El joven apodado «señor catedrático» durante la construcción de la carretera en el norte no se encontraba en casa cuando Flóvent y Thorson llegaron en coche a su domicilio, una ratonera metida en un sótano de la calle Öldugata. Habían regresado rápidamente por Suðurnesjavegur tras su encuentro con el jefe de obra con el nombre del muchacho en el bolsillo. El antiguo jefe de obra les contó que el joven tenía pensado ir a la universidad, así que se dirigieron directamente al nuevo edificio universitario de la barriada de Melarnir. Allí descubrieron que estaba matriculado en estudios nórdicos y cursaba segundo de carrera. Consultaron sus horarios y concluyeron que probablemente habría salido ya de clase. No tardaron mucho en conseguir su dirección.
La tarde avanzaba sobre ellos. Flóvent y Thorson estaban sentados en el interior del coche, a poca distancia del sótano, y observaban a la gente que pasaba por Öldugata. El estudiante se hizo esperar, y ellos aprovecharon ese tiempo para hablar con los vecinos del edificio, pero estos poco pudieron contarles sobre él. Vivía en el sótano desde las últimas navidades y no causaba ningún jaleo ni alboroto, todo lo contrario. Parecía tranquilo, cordial en el trato diario y apacible en todos los aspectos. No, en general, no creían que anduviera mucho de ligoteo o que se viera con chicas. Seguramente no tenía tiempo para esas cosas. Estaba centrado sobre todo en su carrera, aunque sí se sabía al menos otra afición al margen de los estudios: la ornitología. En ocasiones lo veían salir pertrechado de unos buenos prismáticos que llevaba colgados por una correa de cuero y sabían que recorría la península de Seltjarnarnes y otras zonas para observar la avifauna.
Flóvent empezaba a sospechar que el joven tardaría mucho en llegar a casa y ya estaba pergeñando otras maneras de dar con él. La calefacción del coche era infame, la tarde refrescaba y comenzaban a sentir hambre y frío allí sentados. Poca gente caminaba por la calle a aquella hora del día, todos estaban en sus casas sentados a la mesa, cenando. Flóvent recordó a su padre, que siempre lo esperaba en casa para comer por mucho que él insistiera en que no lo hiciera. Se lo imaginó dormitando sobre el banco de la cocina, cansado tras una larga jornada de trabajo en el puerto.

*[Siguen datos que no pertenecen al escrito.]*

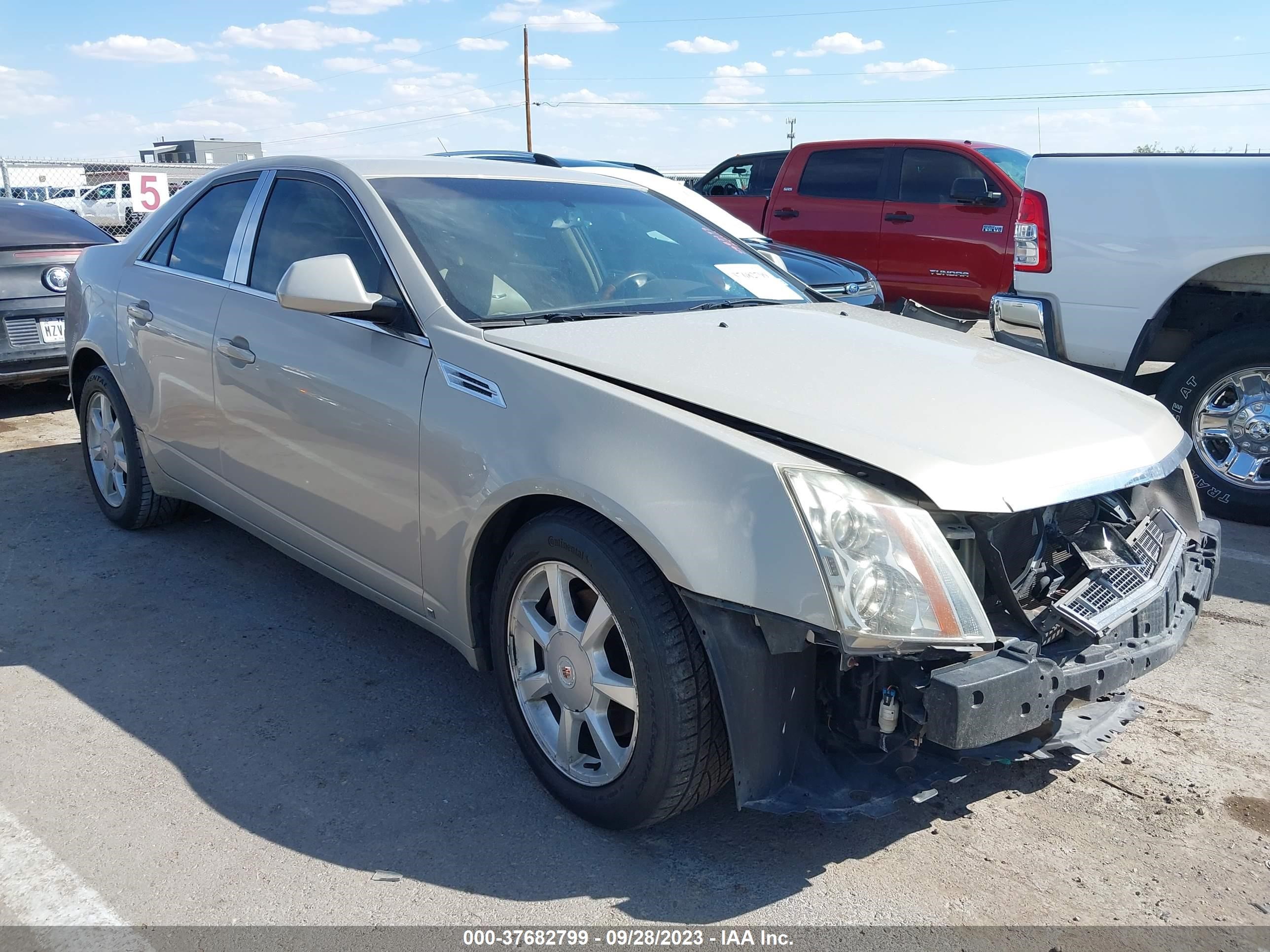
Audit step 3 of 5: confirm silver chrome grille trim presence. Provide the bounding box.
[1054,509,1186,635]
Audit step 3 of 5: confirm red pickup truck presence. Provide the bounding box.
[693,138,1030,317]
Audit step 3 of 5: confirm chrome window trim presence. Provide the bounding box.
[132,260,234,288]
[234,165,432,346]
[225,169,277,284]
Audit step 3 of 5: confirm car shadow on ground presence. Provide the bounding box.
[0,444,1097,923]
[0,381,70,420]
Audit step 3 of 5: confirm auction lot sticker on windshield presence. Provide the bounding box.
[715,264,803,301]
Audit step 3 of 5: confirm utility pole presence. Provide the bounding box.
[525,24,533,152]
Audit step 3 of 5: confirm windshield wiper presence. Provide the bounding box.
[686,297,799,311]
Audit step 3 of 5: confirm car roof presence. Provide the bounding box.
[0,198,114,247]
[245,155,645,188]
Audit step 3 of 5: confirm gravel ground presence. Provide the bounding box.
[0,386,1270,925]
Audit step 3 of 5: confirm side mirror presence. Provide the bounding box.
[950,176,1001,204]
[278,255,384,313]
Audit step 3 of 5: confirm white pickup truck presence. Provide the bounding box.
[990,154,1270,524]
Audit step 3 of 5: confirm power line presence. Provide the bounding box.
[534,86,1270,109]
[538,51,1270,82]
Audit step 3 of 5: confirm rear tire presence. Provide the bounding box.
[1156,325,1270,525]
[77,367,189,529]
[490,509,732,830]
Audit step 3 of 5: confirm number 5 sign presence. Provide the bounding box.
[128,171,168,212]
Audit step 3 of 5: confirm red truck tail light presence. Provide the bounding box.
[1015,188,1050,272]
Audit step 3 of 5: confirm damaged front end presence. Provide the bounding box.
[683,463,1221,819]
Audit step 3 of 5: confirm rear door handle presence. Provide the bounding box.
[128,301,155,324]
[216,338,255,363]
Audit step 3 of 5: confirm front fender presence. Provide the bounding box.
[421,328,834,645]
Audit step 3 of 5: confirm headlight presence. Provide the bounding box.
[782,467,994,645]
[44,264,71,295]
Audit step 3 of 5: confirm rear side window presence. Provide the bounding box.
[798,148,885,201]
[899,148,997,204]
[247,179,400,298]
[169,179,255,278]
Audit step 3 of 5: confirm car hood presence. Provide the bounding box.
[749,241,873,287]
[485,305,1190,513]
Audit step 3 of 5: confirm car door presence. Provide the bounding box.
[766,146,889,274]
[697,155,783,231]
[115,172,258,491]
[206,171,432,612]
[878,147,1014,313]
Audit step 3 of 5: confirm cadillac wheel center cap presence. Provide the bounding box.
[556,657,577,688]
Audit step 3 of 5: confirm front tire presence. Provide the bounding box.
[79,367,188,529]
[1157,326,1270,525]
[490,509,732,829]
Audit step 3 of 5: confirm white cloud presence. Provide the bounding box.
[375,37,423,53]
[794,33,882,56]
[457,37,507,52]
[221,20,376,49]
[309,0,405,16]
[321,56,388,72]
[212,66,318,90]
[865,56,952,82]
[710,61,767,76]
[485,0,617,33]
[71,33,198,62]
[0,66,71,119]
[521,53,573,70]
[666,37,741,53]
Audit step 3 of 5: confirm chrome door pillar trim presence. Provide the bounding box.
[225,169,277,284]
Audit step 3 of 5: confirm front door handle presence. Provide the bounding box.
[216,338,255,363]
[128,301,155,324]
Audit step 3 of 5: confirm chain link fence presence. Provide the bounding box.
[0,157,222,238]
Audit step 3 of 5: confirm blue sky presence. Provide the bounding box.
[0,0,1270,169]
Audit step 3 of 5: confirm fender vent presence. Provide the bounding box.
[437,359,507,408]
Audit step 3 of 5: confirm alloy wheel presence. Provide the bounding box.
[1191,367,1270,490]
[85,391,128,508]
[507,561,639,787]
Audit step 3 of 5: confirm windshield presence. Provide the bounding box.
[372,176,810,321]
[974,146,1031,188]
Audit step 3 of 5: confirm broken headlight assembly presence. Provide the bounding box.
[781,467,994,651]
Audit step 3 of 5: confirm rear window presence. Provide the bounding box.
[798,148,885,201]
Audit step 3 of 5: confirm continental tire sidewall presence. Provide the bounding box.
[490,519,696,829]
[1156,328,1270,525]
[79,367,143,527]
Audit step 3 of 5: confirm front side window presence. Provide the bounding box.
[168,179,255,278]
[247,179,400,300]
[701,161,754,196]
[372,176,808,321]
[798,148,886,201]
[899,148,996,204]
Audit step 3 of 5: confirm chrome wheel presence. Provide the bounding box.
[1191,367,1270,490]
[84,391,128,508]
[507,562,639,787]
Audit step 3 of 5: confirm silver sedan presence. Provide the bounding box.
[66,159,1217,828]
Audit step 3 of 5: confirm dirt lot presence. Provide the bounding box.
[0,386,1270,925]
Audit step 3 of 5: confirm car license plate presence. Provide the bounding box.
[39,320,66,344]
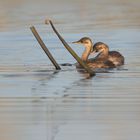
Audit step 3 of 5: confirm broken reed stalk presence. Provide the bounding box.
[45,20,95,76]
[30,26,61,70]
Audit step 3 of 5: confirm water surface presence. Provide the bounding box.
[0,0,140,140]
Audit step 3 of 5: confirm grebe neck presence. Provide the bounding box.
[81,46,93,61]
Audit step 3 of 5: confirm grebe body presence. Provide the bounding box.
[73,37,124,68]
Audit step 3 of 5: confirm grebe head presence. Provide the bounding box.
[93,42,109,53]
[72,37,93,52]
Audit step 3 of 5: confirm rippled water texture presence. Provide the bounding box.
[0,0,140,140]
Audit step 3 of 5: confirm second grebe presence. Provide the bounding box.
[73,37,124,68]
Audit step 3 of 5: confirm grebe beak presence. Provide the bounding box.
[90,50,96,55]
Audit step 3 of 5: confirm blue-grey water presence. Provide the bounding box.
[0,0,140,140]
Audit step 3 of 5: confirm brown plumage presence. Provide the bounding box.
[73,37,124,68]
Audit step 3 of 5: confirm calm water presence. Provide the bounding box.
[0,0,140,140]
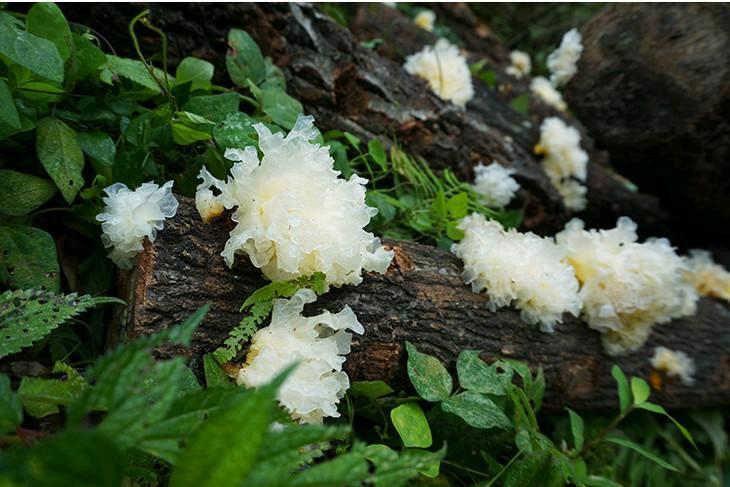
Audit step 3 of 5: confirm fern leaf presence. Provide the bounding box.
[0,289,124,358]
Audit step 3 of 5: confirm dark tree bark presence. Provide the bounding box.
[118,200,730,409]
[567,4,730,245]
[59,4,667,238]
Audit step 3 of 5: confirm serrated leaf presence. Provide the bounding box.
[611,365,633,413]
[631,377,651,406]
[441,391,512,430]
[0,225,61,291]
[456,350,512,396]
[25,2,73,61]
[406,342,453,402]
[0,169,56,216]
[35,117,84,204]
[226,29,266,88]
[18,362,88,418]
[565,408,583,451]
[0,17,63,83]
[390,402,433,448]
[0,289,124,357]
[183,93,240,123]
[175,57,215,91]
[0,79,20,129]
[603,436,679,472]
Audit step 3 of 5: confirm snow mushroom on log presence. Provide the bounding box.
[566,3,730,245]
[112,198,730,410]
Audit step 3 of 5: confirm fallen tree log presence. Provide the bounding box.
[64,3,667,235]
[112,199,730,409]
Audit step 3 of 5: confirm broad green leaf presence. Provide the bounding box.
[406,342,453,402]
[226,29,266,88]
[0,430,123,487]
[565,408,583,451]
[446,192,469,220]
[0,169,56,216]
[76,130,117,172]
[0,225,61,291]
[611,365,633,413]
[456,350,512,396]
[348,380,394,399]
[261,88,304,130]
[170,376,278,487]
[631,377,651,406]
[0,374,23,435]
[175,57,215,91]
[213,112,258,150]
[203,353,230,388]
[0,79,20,129]
[390,402,433,448]
[509,93,530,114]
[603,436,679,472]
[105,54,166,93]
[441,391,512,430]
[172,122,212,145]
[368,139,388,171]
[35,117,84,204]
[637,402,697,448]
[183,93,239,123]
[25,2,73,61]
[0,290,124,358]
[18,362,87,418]
[0,17,63,83]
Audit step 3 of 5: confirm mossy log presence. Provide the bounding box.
[112,199,730,410]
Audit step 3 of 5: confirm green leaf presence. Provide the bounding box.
[25,2,73,61]
[441,391,512,430]
[105,54,166,93]
[368,139,388,171]
[203,353,230,388]
[0,290,124,357]
[213,112,258,149]
[0,17,63,83]
[175,57,215,91]
[261,87,304,130]
[446,192,469,220]
[18,362,87,418]
[0,79,20,129]
[509,93,530,114]
[406,342,453,402]
[0,225,61,291]
[170,379,281,487]
[637,402,697,448]
[36,117,84,204]
[631,377,651,406]
[456,350,512,396]
[348,380,394,399]
[0,169,56,216]
[611,365,633,413]
[603,436,679,472]
[183,93,239,123]
[0,374,23,435]
[390,402,433,448]
[565,408,583,451]
[226,29,266,88]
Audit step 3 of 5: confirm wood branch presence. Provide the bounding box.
[113,199,730,409]
[59,4,667,235]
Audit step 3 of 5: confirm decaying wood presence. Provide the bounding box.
[115,200,730,409]
[59,4,667,235]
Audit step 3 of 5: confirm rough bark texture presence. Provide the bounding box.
[114,200,730,409]
[567,4,730,246]
[59,4,667,235]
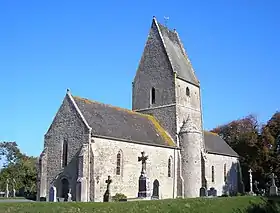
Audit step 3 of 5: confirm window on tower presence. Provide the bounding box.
[186,87,191,97]
[151,87,156,104]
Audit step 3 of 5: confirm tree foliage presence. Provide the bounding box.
[211,112,280,190]
[0,142,37,192]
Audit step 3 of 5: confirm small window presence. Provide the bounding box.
[168,157,172,177]
[212,166,215,183]
[151,87,156,104]
[224,164,227,182]
[186,87,190,97]
[116,152,122,175]
[62,140,68,167]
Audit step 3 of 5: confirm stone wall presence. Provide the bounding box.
[176,78,202,133]
[44,94,90,199]
[92,138,177,202]
[132,18,175,110]
[205,154,238,196]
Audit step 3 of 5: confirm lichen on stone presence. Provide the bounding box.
[143,114,176,146]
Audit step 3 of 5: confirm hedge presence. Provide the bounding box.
[0,196,280,213]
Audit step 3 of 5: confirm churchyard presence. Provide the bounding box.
[0,152,280,213]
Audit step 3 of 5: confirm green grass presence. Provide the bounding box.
[0,197,25,200]
[0,196,280,213]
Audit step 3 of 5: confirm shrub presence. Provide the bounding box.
[112,193,127,202]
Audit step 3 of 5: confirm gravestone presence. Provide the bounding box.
[138,151,151,198]
[248,169,254,195]
[67,189,72,202]
[76,177,88,202]
[254,180,260,195]
[199,187,207,197]
[103,176,112,202]
[12,178,16,197]
[269,173,278,196]
[49,186,57,202]
[208,187,217,197]
[5,179,9,197]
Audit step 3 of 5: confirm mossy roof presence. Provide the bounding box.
[158,20,199,86]
[204,131,238,157]
[73,96,176,147]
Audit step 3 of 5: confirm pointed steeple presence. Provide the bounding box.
[153,16,199,86]
[179,116,200,134]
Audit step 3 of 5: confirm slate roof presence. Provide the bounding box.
[204,131,238,157]
[72,96,176,147]
[157,20,199,86]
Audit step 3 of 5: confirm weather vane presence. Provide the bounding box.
[163,16,169,27]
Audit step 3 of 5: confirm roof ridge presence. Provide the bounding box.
[73,95,142,115]
[72,95,176,146]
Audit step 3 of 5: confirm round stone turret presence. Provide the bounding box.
[179,117,202,197]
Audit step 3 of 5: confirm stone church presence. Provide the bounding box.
[37,17,240,202]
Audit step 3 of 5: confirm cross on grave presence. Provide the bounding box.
[103,175,112,202]
[248,169,253,193]
[5,179,9,197]
[105,175,112,191]
[270,173,277,186]
[269,173,278,196]
[138,151,148,174]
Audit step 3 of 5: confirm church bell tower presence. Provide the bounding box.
[132,17,204,197]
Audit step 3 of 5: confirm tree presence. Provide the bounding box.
[212,115,268,190]
[0,142,37,195]
[262,112,280,184]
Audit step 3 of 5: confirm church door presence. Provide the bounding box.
[61,178,69,198]
[152,180,159,199]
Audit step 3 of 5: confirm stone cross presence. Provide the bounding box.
[49,186,57,202]
[270,173,277,186]
[105,175,112,192]
[103,176,112,202]
[269,173,278,196]
[5,179,9,197]
[13,178,16,197]
[248,169,253,193]
[138,151,148,174]
[67,188,72,202]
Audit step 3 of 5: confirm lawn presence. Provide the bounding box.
[0,196,280,213]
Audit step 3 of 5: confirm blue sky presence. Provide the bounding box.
[0,0,280,155]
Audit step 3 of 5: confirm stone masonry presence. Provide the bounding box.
[37,18,241,202]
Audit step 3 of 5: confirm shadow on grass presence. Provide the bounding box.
[235,198,280,213]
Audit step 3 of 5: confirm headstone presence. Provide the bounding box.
[254,180,260,195]
[138,151,151,198]
[67,189,72,202]
[199,187,207,197]
[248,169,254,194]
[12,178,16,197]
[5,179,9,197]
[269,173,278,196]
[76,177,88,202]
[49,186,57,202]
[208,187,217,197]
[103,176,112,202]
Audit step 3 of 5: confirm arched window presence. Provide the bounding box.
[212,166,215,183]
[116,151,122,175]
[62,139,68,167]
[167,156,172,177]
[224,164,227,182]
[186,87,191,97]
[151,87,156,104]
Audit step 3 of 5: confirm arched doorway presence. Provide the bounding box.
[152,179,159,199]
[60,178,69,198]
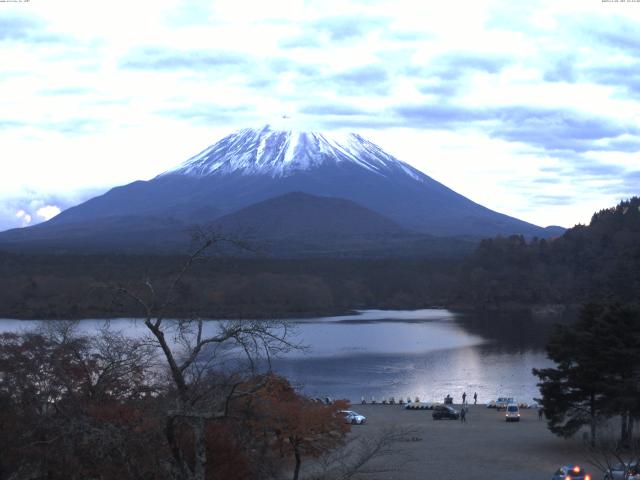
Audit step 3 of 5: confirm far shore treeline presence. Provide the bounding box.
[0,197,640,319]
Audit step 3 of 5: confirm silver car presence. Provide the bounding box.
[340,410,367,425]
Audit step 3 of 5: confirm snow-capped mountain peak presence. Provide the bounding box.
[163,125,424,180]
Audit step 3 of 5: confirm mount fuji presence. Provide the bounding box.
[0,126,561,256]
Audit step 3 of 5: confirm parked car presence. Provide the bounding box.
[404,402,441,410]
[496,397,516,410]
[504,403,520,422]
[340,410,367,425]
[604,462,640,480]
[551,465,593,480]
[431,405,460,420]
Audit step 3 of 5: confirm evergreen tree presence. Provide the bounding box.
[533,304,640,444]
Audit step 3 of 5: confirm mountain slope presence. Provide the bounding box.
[0,127,557,255]
[213,192,407,238]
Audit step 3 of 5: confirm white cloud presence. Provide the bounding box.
[36,205,61,221]
[0,0,640,228]
[16,210,31,227]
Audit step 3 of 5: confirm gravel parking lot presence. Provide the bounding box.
[342,405,602,480]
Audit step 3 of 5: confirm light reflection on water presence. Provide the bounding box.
[0,309,550,403]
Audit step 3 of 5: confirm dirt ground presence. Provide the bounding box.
[342,405,602,480]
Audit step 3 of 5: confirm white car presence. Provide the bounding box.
[496,397,516,410]
[505,403,520,422]
[340,410,367,425]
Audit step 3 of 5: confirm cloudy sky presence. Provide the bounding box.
[0,0,640,229]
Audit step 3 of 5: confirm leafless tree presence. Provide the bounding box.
[112,231,297,480]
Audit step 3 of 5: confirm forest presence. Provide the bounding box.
[0,197,640,319]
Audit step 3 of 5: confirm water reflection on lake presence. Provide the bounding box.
[0,309,550,403]
[275,309,550,403]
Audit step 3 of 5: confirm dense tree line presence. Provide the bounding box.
[450,197,640,308]
[0,198,640,318]
[0,253,462,319]
[533,303,640,445]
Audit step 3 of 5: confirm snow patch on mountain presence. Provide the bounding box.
[162,125,428,181]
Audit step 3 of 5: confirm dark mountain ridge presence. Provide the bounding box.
[0,127,558,255]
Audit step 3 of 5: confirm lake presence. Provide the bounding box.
[0,309,551,403]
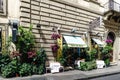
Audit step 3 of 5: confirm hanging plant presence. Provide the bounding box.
[51,32,60,40]
[51,44,59,53]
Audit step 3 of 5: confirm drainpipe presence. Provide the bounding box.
[30,0,31,24]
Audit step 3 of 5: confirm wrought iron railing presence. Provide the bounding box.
[104,0,120,12]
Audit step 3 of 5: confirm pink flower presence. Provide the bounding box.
[51,33,60,40]
[105,39,113,43]
[27,51,36,58]
[51,44,59,52]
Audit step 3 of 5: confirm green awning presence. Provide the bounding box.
[92,38,104,47]
[63,36,87,47]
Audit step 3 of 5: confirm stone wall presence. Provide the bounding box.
[20,0,104,60]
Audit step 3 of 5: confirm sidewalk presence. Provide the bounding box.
[0,62,120,80]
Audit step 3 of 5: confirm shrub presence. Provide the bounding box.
[79,60,97,71]
[1,59,20,78]
[19,63,32,76]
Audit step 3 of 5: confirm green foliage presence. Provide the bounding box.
[19,63,32,76]
[102,46,112,55]
[1,59,20,77]
[58,56,66,66]
[16,26,35,53]
[33,48,47,65]
[16,26,35,62]
[0,54,11,72]
[87,49,97,61]
[79,60,97,71]
[2,36,12,54]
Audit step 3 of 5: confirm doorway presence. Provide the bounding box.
[107,32,116,62]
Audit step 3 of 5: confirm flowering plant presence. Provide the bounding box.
[51,33,60,40]
[105,39,113,43]
[27,51,36,58]
[51,44,59,52]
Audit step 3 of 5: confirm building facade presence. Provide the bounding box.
[0,0,120,61]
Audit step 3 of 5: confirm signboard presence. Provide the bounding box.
[89,17,102,30]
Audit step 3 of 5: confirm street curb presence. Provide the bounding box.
[75,71,120,80]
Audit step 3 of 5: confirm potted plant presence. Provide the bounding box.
[102,40,113,66]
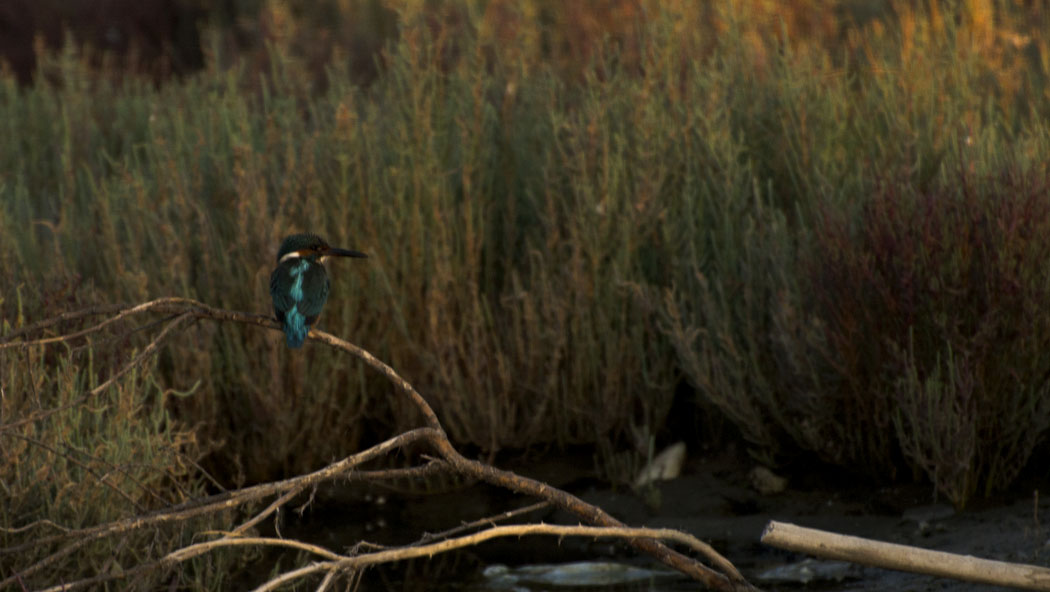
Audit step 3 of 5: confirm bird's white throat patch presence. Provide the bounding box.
[277,251,302,265]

—Si el universitario resulta ser el hombre que estamos buscando ya no tendrás que preocuparte más por este asunto —dijo Flóvent tras un largo silencio—. En ese caso el ejército no tendrá nada que ver con la investigación.
—¿No deberíamos esperar y ver qué pasa? —preguntó Thorson.
—Sí, claro, pero creo que este problema empieza a alejarse de tus representados. Del ejército, quiero decir.
—Eso parece —comentó Thorson—. Aunque si no te importa, me gustaría continuar con el caso hasta que se resuelva del todo. Si te parece.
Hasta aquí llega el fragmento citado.